LYNN — Three months after Brian Theirrien’s first day on the job, renovations to the city’s Boys & Girls Club are well underway.
A sparkling gymnasium, a fresh paint job, and updated bathrooms are a few of many transformations happening throughout one of Lynn’s oldest after-school programs. Theirrien, the club’s newest executive director, jumped right into his position and had sponsors pouncing at the opportunity to donate and be a part of the new Boys & Girls Club of Lynn.
The club’s building, at 25 North Common St., was originally built in 1923 and later donated to the Boys & Girls Club in 1932.
“There are a lot of great people that feel like this club is an important place,” said Theirrien.
There has already been almost $2.7 million raised in donations and the club is working with the state to acquire a New Market Tax Credit (NMTC), which is designed to increase the flow of capital to businesses and low income communities by providing a modest tax incentive to private investors.

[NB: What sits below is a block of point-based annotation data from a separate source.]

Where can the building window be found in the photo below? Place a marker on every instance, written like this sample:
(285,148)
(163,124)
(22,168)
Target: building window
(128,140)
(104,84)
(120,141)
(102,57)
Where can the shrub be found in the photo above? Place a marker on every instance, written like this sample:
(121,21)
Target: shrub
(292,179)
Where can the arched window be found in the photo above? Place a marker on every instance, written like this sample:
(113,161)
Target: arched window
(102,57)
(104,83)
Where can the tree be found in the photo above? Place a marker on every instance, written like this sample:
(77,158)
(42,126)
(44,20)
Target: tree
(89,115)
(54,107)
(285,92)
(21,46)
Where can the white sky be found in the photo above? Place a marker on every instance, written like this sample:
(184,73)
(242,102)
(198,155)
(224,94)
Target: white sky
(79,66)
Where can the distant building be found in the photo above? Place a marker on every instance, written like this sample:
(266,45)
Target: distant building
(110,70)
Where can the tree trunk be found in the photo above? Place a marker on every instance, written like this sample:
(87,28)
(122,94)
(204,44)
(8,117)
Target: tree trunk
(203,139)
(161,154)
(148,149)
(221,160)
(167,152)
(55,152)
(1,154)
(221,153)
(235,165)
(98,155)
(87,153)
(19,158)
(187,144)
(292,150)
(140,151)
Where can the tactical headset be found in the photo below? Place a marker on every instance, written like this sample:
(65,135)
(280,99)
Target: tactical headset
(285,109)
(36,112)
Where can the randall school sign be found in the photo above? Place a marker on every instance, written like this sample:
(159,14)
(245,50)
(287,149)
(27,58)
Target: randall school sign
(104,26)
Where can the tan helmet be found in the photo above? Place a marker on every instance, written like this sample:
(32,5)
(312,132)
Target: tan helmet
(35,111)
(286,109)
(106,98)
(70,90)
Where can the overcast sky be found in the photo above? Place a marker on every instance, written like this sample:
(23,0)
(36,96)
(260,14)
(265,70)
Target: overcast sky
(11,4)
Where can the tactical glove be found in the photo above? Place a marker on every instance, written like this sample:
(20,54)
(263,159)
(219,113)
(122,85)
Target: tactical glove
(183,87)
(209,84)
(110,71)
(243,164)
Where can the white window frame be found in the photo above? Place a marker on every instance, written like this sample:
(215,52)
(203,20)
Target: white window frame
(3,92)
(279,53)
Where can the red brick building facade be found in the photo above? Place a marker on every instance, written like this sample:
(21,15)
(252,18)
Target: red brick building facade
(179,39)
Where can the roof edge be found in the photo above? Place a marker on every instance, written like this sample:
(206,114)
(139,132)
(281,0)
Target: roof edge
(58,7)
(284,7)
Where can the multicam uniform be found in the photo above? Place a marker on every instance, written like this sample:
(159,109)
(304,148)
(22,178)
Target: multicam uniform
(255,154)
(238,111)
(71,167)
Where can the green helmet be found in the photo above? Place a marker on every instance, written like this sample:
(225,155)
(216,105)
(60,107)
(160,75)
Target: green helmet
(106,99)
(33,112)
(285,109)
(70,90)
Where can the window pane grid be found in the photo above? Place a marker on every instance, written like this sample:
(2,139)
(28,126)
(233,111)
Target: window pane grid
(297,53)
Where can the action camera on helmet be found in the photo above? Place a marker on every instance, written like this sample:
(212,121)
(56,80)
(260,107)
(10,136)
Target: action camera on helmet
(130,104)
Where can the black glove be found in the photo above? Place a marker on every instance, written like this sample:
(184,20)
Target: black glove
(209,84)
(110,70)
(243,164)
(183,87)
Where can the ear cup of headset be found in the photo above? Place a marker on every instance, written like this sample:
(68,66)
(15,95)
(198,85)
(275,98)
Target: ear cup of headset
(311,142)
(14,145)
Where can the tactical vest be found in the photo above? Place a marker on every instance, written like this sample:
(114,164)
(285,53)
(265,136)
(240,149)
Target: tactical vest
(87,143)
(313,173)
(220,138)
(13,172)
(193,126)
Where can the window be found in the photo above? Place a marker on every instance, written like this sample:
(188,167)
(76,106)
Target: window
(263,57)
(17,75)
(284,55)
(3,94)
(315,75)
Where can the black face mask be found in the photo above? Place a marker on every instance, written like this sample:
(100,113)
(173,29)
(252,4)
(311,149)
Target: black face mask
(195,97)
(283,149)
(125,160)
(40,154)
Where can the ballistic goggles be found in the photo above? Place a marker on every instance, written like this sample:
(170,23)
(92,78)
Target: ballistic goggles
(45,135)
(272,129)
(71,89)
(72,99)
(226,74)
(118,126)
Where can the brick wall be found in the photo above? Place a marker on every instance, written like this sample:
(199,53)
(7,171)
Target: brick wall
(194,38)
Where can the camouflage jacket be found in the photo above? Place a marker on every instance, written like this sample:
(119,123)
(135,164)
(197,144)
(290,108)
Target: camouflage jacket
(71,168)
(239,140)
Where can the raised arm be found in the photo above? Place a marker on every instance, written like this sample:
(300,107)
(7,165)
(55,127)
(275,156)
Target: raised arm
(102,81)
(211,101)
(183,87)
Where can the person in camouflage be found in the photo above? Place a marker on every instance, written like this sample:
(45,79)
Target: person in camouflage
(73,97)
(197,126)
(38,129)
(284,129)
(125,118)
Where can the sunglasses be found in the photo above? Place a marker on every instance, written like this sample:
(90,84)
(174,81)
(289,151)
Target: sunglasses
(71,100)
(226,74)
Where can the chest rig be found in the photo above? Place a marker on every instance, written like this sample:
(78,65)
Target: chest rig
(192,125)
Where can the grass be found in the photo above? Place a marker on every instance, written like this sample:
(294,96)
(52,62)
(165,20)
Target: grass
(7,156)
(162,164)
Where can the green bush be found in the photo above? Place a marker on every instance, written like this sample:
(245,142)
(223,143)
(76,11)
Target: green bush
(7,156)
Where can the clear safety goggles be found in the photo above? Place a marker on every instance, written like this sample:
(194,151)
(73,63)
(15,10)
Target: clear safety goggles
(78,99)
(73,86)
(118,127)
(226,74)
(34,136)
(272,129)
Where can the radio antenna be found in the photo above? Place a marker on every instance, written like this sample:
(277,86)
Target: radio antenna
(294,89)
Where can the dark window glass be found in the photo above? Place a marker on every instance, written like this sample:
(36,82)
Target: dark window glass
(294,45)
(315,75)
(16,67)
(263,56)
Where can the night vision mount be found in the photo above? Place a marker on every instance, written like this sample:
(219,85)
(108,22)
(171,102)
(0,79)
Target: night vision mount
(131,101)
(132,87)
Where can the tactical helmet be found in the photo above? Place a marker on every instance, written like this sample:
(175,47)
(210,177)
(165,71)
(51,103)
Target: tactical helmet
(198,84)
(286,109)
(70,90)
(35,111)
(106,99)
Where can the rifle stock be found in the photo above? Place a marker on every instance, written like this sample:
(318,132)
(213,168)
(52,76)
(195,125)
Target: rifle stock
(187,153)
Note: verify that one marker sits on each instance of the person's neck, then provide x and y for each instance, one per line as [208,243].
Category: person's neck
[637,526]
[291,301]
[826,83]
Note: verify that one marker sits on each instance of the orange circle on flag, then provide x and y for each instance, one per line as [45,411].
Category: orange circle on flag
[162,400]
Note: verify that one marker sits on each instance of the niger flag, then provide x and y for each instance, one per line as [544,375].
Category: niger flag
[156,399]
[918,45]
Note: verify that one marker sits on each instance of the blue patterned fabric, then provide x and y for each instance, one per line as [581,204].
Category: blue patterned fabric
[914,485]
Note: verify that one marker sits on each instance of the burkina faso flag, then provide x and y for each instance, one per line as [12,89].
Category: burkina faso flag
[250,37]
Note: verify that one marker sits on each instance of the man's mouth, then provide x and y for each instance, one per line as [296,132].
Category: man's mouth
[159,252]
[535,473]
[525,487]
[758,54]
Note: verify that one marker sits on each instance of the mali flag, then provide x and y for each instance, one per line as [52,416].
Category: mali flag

The new gymnasium was sponsored by the family and friends of the late George Comenos, which is why his name is embedded into the shiny new floors. Theirrien said Nick Meninno, of Meninno Construction, donated his company’s time and equipment to paint the gym and complete its ceiling work.
Donors have also helped step up the building’s technological abilities. The executive director said The Conway Foundation donated $5,000 to heighten the building’s internet services, install Khan Academy, the reading and arithmetic online video tool, into all the computers, and provide the learning centers with a slew of Kindle Fire tablets for the kids to read on. New laptops for the club’s teen center will also make their way into the club fairly soon.
The club’s major renovations will be rolled out in a two-phase capital campaign and worked on during the next two summers, with the help of donors and local foundations. With the kids attending summer camp at Creighton Pond in Middleton, the renovations will be worked on and the young members will not have to worry about being displaced, said Theirrien.
“We just want to make it really nice for the children to be here for the time being,” he said.
Theirrien said the way the building was constructed was unorthodox, as in the multiple floors seemed to have been built upon the existing framework over the years.
The first phase of renovations, well underway, will take care of all three floors of the main clubhouse, which is considered to be the front of the building. The gym, updated bathrooms, increased technology, heightened light fixtures, and fresh wall paint are just the beginning steps of the first phase. The majority of phase one will be getting the century old building up to date and Theirrien said he hopes to start right after Memorial Day and finish by October 1, 2019.
Phase two, potentially taking place during the summer of 2020, will be a much bigger project that takes care of the back portion of the building, where the pool begins and the gym ends.
“We’ve been working with a number of foundations,” he said. “They’re really excited about it and pretty much said if we get phase one done, they will take care of phase two.”
Theirrien said dropping the Olympic-sized pool down a floor and placing a technology center where it currently is, turning the basement bowling alley, which most people don’t know exists, into the new teen center, and placing a full kitchen on the third floor that serves breakfast, lunch, and dinner to the kids, are among the renovation plans.
“We want to do it in two phases because the building is pretty outdated and old, so we don’t know what we’re going to end up getting into once we start,” he said.
Aside from donors seeking participation in the club’s transformation, Theirrien said some are reaching out to help with the after-school program’s $1.2 million budget, which covers staffing, heat, oil, and running the organization. The Amelia Peabody Foundation made a general donation of somewhere between $15,000 and $30,000 to help with their budget and almost $27,000 to improve the bathrooms and showers at the club’s Camp Creighton.
The foundation has also verbally committed to a challenge grant of $40,000 for the Oct. 23 Hall of Fame dinner at the Tedesco Country Club. Theirrien said whatever is raised during the event, the Amelia Peabody Foundation will match it, dollar for dollar.
“Our staff is doing great and the kids have been really responding to and respecting the upgrades, so it’s a win-win,” he said. “The board has been very supportive of everything and they’re all hands on deck.”